Wszędzie mundurowe służby: włoscy SOK-iści, uzbrojeni żołnierze, policja, strażnicy miejscy. W późny poniedziałkowy wieczór zagaduję jednego, pytając o nieszczęsnych, prostytuujących się chłopców. Wyjaśnia mi, że jeszcze w zeszłym roku gromadzili się w pobliżu toalet, ale teraz w związku ze wzmożonym zagrożeniem terrorystycznym i Rokiem Świętym oraz obecnością służb wynieśli się na zewnątrz – przed dworzec i w jego okolice.
Faktycznie obrzeża dworca, podcienia, wszelkie zadaszone miejsca, technologiczne kanały, park są jedną wielką sypialnią. Jeszcze dwa lata temu mieszkali tam głównie Włosi.

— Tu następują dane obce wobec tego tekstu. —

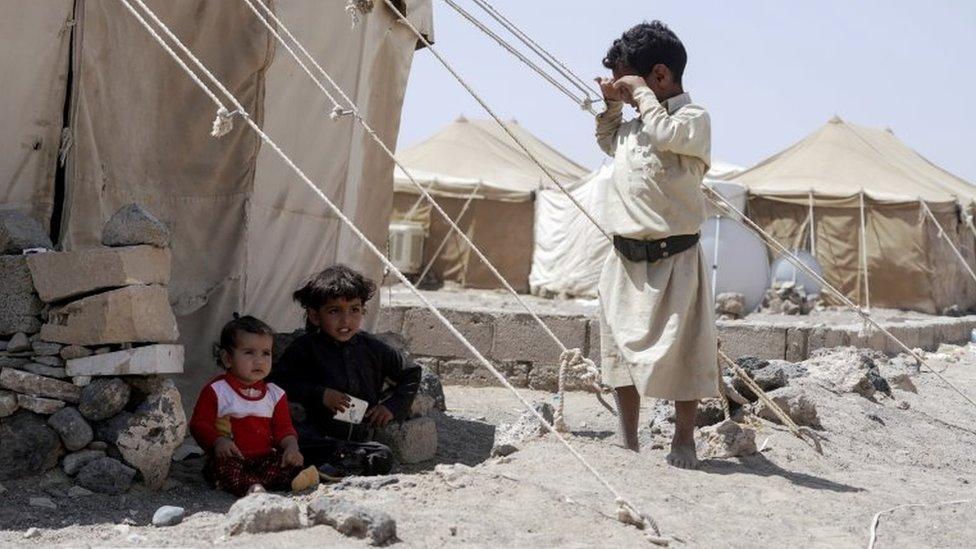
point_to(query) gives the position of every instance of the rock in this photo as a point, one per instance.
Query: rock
(106, 476)
(27, 446)
(19, 343)
(153, 433)
(39, 405)
(797, 405)
(353, 520)
(44, 348)
(46, 503)
(128, 315)
(168, 515)
(728, 439)
(108, 431)
(43, 370)
(430, 395)
(412, 441)
(72, 463)
(151, 359)
(63, 275)
(103, 398)
(510, 437)
(19, 232)
(33, 384)
(74, 430)
(79, 492)
(730, 304)
(262, 512)
(132, 225)
(8, 403)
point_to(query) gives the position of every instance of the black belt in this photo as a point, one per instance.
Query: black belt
(654, 250)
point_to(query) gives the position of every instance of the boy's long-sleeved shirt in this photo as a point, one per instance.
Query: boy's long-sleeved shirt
(255, 417)
(659, 161)
(315, 362)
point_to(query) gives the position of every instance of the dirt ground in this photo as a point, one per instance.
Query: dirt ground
(876, 456)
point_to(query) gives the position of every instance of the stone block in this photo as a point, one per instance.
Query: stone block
(390, 319)
(19, 232)
(519, 337)
(39, 405)
(127, 315)
(758, 340)
(33, 384)
(427, 336)
(61, 275)
(15, 275)
(413, 441)
(151, 359)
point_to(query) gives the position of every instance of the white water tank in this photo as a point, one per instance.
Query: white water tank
(737, 258)
(407, 246)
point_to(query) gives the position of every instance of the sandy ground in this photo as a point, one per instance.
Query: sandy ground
(877, 456)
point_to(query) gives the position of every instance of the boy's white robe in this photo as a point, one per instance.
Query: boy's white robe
(657, 319)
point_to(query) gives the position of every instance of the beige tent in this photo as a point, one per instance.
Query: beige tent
(136, 129)
(478, 158)
(828, 175)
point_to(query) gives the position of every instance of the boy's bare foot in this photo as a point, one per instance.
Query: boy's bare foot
(683, 455)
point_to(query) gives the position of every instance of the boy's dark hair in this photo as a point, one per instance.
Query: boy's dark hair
(337, 281)
(230, 331)
(645, 45)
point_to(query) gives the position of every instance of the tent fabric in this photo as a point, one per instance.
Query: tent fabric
(909, 265)
(36, 39)
(466, 152)
(569, 250)
(245, 230)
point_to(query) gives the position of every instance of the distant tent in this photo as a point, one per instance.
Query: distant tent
(827, 174)
(477, 158)
(569, 249)
(132, 127)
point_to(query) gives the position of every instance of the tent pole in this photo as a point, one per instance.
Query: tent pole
(864, 256)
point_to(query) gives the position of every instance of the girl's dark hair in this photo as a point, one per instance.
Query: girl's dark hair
(230, 331)
(338, 281)
(646, 45)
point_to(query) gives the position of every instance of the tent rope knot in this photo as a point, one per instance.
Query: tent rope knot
(357, 9)
(224, 121)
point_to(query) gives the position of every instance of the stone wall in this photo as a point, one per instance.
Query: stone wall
(520, 349)
(81, 353)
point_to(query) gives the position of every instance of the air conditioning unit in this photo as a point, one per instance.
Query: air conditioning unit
(407, 246)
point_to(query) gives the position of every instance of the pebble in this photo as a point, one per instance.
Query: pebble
(43, 502)
(168, 515)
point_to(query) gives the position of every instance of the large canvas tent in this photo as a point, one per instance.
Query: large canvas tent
(85, 80)
(569, 249)
(477, 158)
(827, 177)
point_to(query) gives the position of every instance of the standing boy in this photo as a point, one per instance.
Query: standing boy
(657, 325)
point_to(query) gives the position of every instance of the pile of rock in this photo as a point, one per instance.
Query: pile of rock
(788, 298)
(85, 384)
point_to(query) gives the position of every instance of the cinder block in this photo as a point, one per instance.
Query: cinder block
(519, 337)
(61, 275)
(149, 360)
(758, 340)
(427, 336)
(390, 319)
(15, 275)
(127, 315)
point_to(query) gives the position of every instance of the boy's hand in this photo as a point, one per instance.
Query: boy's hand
(379, 416)
(335, 401)
(291, 456)
(225, 448)
(610, 93)
(627, 85)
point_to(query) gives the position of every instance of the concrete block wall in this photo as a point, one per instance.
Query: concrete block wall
(521, 350)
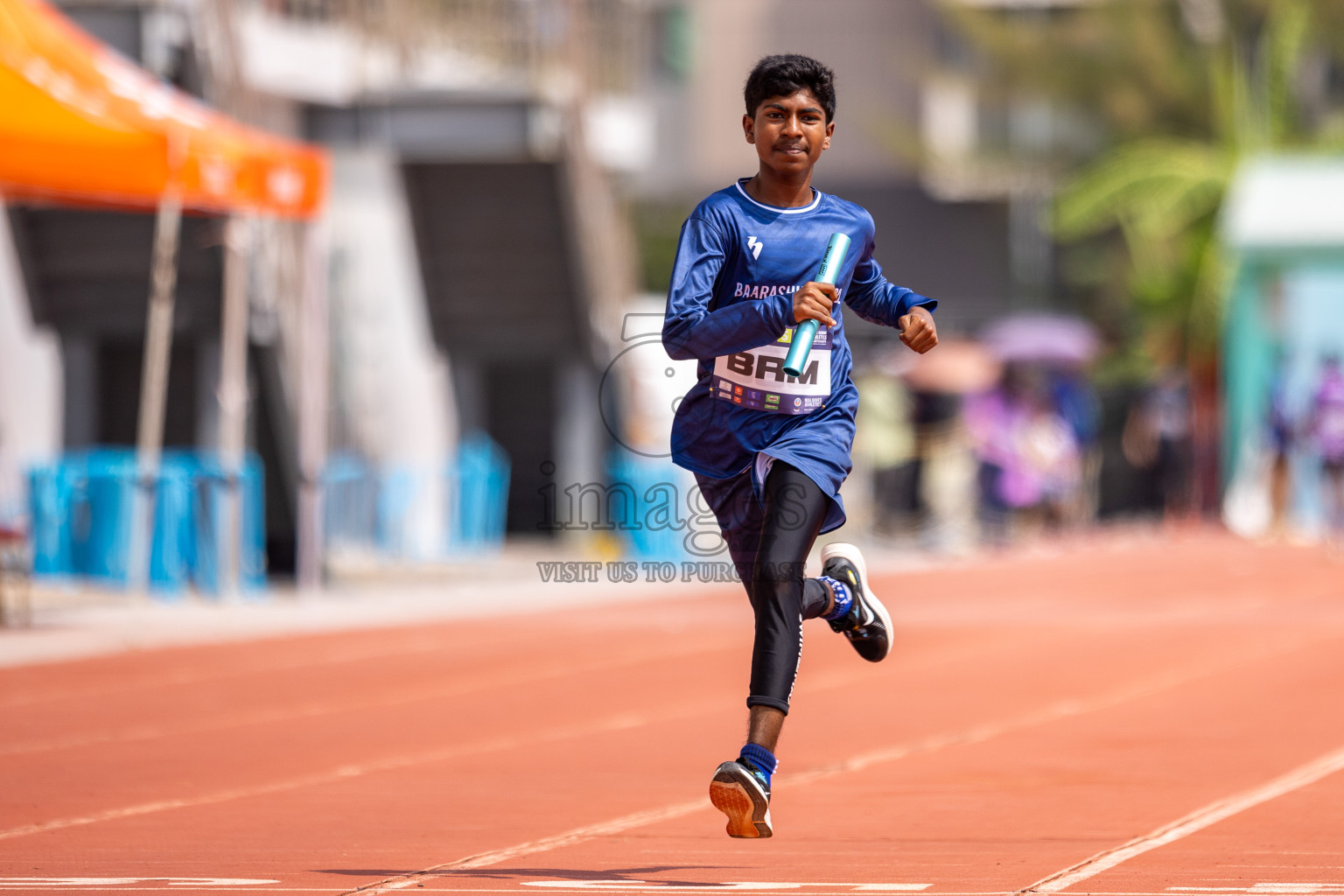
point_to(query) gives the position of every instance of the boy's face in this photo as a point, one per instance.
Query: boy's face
(789, 132)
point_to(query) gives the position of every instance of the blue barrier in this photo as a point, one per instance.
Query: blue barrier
(652, 522)
(478, 494)
(371, 508)
(82, 506)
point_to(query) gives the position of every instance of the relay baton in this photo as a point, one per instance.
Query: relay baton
(807, 331)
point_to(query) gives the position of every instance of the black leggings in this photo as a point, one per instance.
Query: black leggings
(769, 546)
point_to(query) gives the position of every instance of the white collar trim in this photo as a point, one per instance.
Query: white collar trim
(776, 208)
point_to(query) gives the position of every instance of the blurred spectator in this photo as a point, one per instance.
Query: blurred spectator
(1281, 438)
(1328, 439)
(1028, 454)
(1078, 404)
(885, 438)
(1158, 436)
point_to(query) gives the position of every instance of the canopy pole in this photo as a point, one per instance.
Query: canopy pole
(233, 402)
(312, 407)
(153, 387)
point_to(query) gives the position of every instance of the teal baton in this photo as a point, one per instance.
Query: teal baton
(807, 331)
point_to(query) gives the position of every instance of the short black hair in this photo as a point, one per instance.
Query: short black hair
(788, 74)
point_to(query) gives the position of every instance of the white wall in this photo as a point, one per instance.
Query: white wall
(30, 384)
(393, 382)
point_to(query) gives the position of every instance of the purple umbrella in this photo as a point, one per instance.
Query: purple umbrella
(1042, 338)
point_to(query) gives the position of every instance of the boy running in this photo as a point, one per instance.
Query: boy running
(769, 452)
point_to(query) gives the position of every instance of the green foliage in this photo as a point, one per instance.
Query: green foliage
(1181, 90)
(657, 226)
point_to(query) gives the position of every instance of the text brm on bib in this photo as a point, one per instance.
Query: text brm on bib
(757, 381)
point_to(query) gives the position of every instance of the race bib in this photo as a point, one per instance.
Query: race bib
(756, 379)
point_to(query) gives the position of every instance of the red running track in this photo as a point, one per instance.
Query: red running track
(1125, 717)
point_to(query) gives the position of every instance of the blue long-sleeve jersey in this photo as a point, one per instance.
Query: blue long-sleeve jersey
(730, 306)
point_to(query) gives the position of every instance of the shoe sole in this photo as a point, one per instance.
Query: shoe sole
(730, 795)
(854, 555)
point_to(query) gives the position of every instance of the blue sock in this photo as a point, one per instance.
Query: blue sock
(762, 760)
(843, 598)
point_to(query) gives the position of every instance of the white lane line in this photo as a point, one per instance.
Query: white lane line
(1198, 820)
(399, 762)
(978, 734)
(492, 745)
(318, 708)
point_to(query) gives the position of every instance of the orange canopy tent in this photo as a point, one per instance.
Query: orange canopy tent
(80, 122)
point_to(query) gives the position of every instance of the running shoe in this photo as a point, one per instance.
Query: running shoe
(867, 624)
(739, 792)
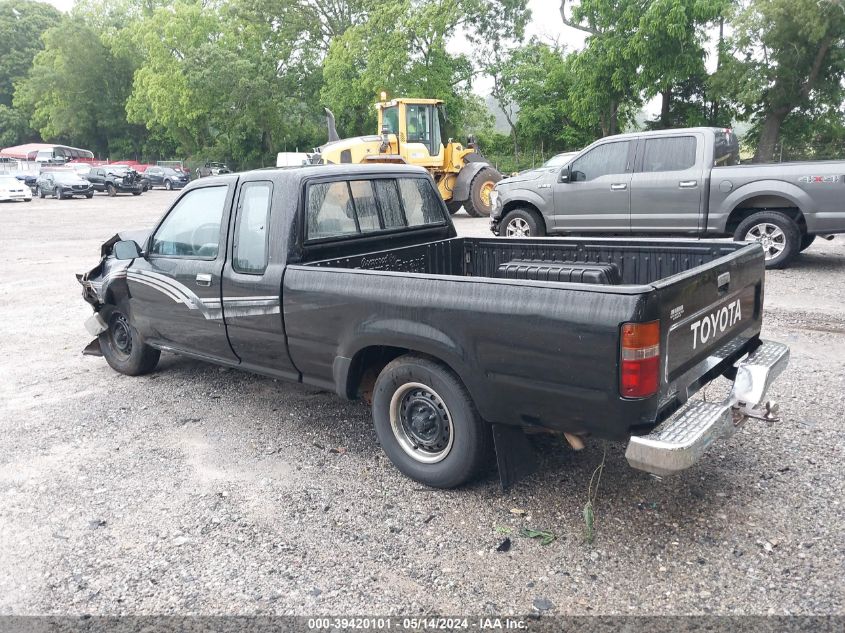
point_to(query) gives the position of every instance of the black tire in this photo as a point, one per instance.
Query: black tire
(522, 223)
(806, 242)
(479, 204)
(123, 348)
(454, 207)
(784, 236)
(438, 405)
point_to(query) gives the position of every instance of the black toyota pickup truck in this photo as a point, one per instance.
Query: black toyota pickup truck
(352, 279)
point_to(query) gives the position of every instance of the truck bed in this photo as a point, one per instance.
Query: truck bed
(640, 262)
(531, 352)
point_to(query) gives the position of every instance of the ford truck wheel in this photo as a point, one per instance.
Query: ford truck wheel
(123, 348)
(522, 223)
(428, 425)
(479, 203)
(776, 232)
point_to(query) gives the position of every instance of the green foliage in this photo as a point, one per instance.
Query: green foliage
(404, 49)
(76, 90)
(244, 79)
(789, 62)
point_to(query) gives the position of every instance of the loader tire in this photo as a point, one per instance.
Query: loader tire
(479, 204)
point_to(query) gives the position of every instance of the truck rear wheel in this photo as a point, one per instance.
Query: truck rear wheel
(124, 349)
(776, 232)
(522, 223)
(479, 204)
(427, 423)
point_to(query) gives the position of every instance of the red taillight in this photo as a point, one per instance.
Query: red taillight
(640, 355)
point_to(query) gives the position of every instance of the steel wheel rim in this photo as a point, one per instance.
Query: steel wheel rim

Dziś przeważają kolorowi. Nierzadko właśnie młodzi chłopcy.
Jedni już leżą opatuleni w koce. Inni, po dwóch, trzech, wystają pod dworcem, na przystanku, na rogach okolicznych ulic, przed postojem taksówek. Przy podcieniach dworca zatrzymują się samochody i wolontariusze oferują koczującym kolację, a jednocześnie zakapturzonego chłopca zaczepia pan w mocno średnim wieku. Kilka słów. Mężczyzna oddala się, chłopiec idzie za nim. Wchodzę w boczną uliczkę. Mam na sobie kurtkę z napisem „Canada". Zachodzi mi drogę śniady chłopak: „Mister, mister! Only thirty euro!". Wracam na dworzec, gdzie policjant tłumaczy mi, że w ten sposób, ale również z kradzieży, żyje w okolicach Termini co najmniej kilkuset bardzo młodych obcokrajowców. „To jest błędne koło. Aresztowani czy przewożeni do domów opieki dla nieletnich wracają tu po kilku dniach".
Zarobić na uchodźcach
Skąd się wzięli? Z niepełnych statystyk wynika, że w ubiegłym roku do Europy przybyło 25 tys. nieletnich uchodźców bez opieki. Jak szacuje Europol, co najmniej 10 tys. rozpłynęło się w powietrzu, w tym 6 tys. w samej Italii. Jednocześnie komisariat koło Termini zarejestrował w ubiegłym roku ponad 500 nieletnich przybyszów zatrzymanych z powodu różnych przestępstw, a władze miejskie żywiły i dały dach nad głową ponad 2 tys. młodocianych. Prawie połowę stanowili młodzi Egipcjanie.
Było wśród nich wiele dzieci, ale też wielu młodych ludzi bez dokumentów podających się za nieletnich, bo to najpewniejszy sposób na uniknięcie deportacji czy umieszczenia w zamkniętym obozie. Nieletni bez opieki są chronieni prawem. Przekazywani są najczęściej do domów opieki, zwanych „domami rodzinnymi". Niektóre prowadzą szlachetni ludzie wielkiego serca, ale wiele powstało tylko po to, by cynicznie zarobić na ludzkiej tragedii. Za każdego uchodźcę pobierają z kasy miejskiej minimum 35 euro dziennie. Można się na tym dorobić fortuny. Jak podał dziennik „Il Giornale", rzymski przedsiębiorca Paolo Di Donato, zwany w stolicy królem uchodźców, zarabia na nich (również tych dorosłych) na czysto 24 tys. euro dziennie!
Opowieści chłopców spod dworca Termini jeżą włos na głowie. 14-letni Abdul mówi, że od „domu rodzinnego" woli więzienie dla nieletnich: „Nikt nie bije, jest co jeść, mam swoje łóżko. Można pograć w piłkę i jeszcze włoskiego uczą". Tyle że z więzienia dla nieletnich po kilku tygodniach przekazują pensjonariuszy do „domu rodzinnego". Abdul ucieka na dworzec, kradnie, dostaje się do więzienia, i tak w kółko. Może sporo zarobić, sprzedając się pedofilom. Nawet 100 euro za całą noc. A pieniądze są mu potrzebne. Jak może, wysyła do domu. Zdesperowana matka z egipskiej wsi zapożyczyła się, żeby wyprawić go za morze – 5 tys. euro. Przemytnicy obiecali pracę u murarza, ale to było kłamstwo, a pieniądze trzeba przecież zwrócić.